Cities experiencing rapid urban transformation often find themselves suspended between past and future, with those respective cultures in close juxtaposition.
The Santa Apolónia train station, a simple neoclassical building from the 19th century that once served as Lisbon’s central rail hub, is a good example of this; a visit to its north and south sides reveal different routines, atmospheres and of course, flavors.
On the waterfront, a few former dock warehouses are the home of gourmet palates. Cais da Pedra, the project of the famous chef Henrique Sá Pessoa, is a modern restaurant decorated in stone, iron and mirrors. Its specialities are epicurean hamburgers that include high-flying ingredients such as smoked pork belly, foie gras and truffle mayonnaise, often nestled in bolo do caco – a special circular, flat bread from the Portuguese island of Madeira, traditionally baked on a caco, a flat basalt stone slab.
Next door is Deli Delux, an haute gastronomy shop where it is possible to find dozens of mustards, unexpected jams, several varieties of dried tomatoes and real Parmigiano-Reggiano cheese – well-aged and displayed in entire wheels. The eatery behind the shop is a well-loved spot for a glass of wine, and here the selection is frankly unmatched, with servings poured into the glass without pulling the cork, using a Coravin machine (which keeps the wine from oxidizing). But the star of the house is the weekend brunch – a new and popular habit for comfortable Lisboetas.
Both restaurants are a good choice for those who want to experience the flavors of new Lisbon in a casual and stunning setting. Their terraces are literally on the riverside, a privilege given that access to the main central part of the waterfront has been closed for many years.
On the other side of the station, which coincides with the southern end of Alfama’s hilly and enchanting landscape, Santa Apolónia’s other face appears. Here, a disorganized mix of buses, cars and pedestrians serves as the backdrop for several old-school tascas. For more than five decades, these authentic establishments have remained almost untouched – both in terms of interiors (walls covered with tiles, austere glass cases decorated with odd compositions of fruit, bottles and mirrors) and in their menus: cod with boiled vegetables, grilled scabbard fish, steak with a fried egg on top and the standard omelette are some eternal dishes.
The owners have also remained unchanged, with an often common back story: they moved to the capital in the 1950s from other Portuguese cities to open near the city’s then main railway station. They’ve since seen a lot of changes in the surroundings. Joaquim Pinto, who has been serving at O Cantinho do Museu since 1955, says, “Santa Apolónia is not the same anymore. In golden times there were many people in transit, there was always a queue of customers outside my café; since the tube stop was installed inside the railway station and the cargo boats stopped docking here, the area has been declining.”

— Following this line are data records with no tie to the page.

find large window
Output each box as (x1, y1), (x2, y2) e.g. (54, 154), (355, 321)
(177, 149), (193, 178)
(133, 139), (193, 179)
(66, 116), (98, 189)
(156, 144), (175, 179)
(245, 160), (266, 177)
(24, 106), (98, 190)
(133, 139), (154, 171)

“Not even the huge cruise ships that are starting to dock here are helping, as the tourists are brought by bus or tuk-tuk somewhere else straight after leaving the ship,” says Mr. Pires from Lisboa Tejo.
Like others on this side of the station, he wants a new image for Santa Apolónia, but is nonetheless skeptical about the regenerative effects of the new, higher-capacity cruise terminal due to be completed here in 2017. The project will pour thousands of cruise passengers directly into the city center – a plan that has been criticized by locals who, despite being persuaded by the idea of the reconnection with the river, fear its undermining impact.
In spite of this, the old as well as new seem to agree on the fact that the area will soon have a new look – and that the restaurants here, both gourmet and humble, will not benefit from mass tourism. A meal here gives a sense of the permanently fleeting character of Santa Apolónia, where change has always been part of its nature.